With the many commercial tools now available to researchers, it is no wonder why every laboratory has their unique protein analysis workflow. Usually, every researcher will design a workflow that utilizes their equipment and expertise to examine the tissue of their interest. The laboratory with a bigger operating budget tends to have more options to pursue newer technology and approaches. However, buyers should be aware that all the electrophoretic prefractionation techniques have their strengths and limitations. Some approaches might be better than others in certain situations. There is no one-size-fits-all, but a rational calculation of scientific return. Clearly, prefractionation can diminish protein complexity of tissues and allow possible detection of lower abundant proteins.

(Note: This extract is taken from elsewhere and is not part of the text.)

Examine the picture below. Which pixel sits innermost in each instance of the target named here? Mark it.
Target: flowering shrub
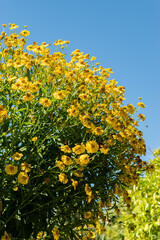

Other classical prefractionation techniques such as chromatographic separation can also complement well with pI–based protein separation. Likewise, existing techniques should allow newer technology to be incorporated into its workflow. For instance, a step-wise gradient density centrifugation device from Prospect Biosystems (NJ, USA) can quickly provide reproducible protein fractionation using the sucrose gradient separation principle [109]. Extraction may start at any density step of interest without the need for going through the whole gradient and allows low-abundance protein isolation in a defined subcellular compartment. The resulting protein fractions can be analyzed with gel electrophoresis, MS or protein microarray. With the many new instruments and technologies available, we should expect a more vibrant and exciting proteomic world developing in the coming years.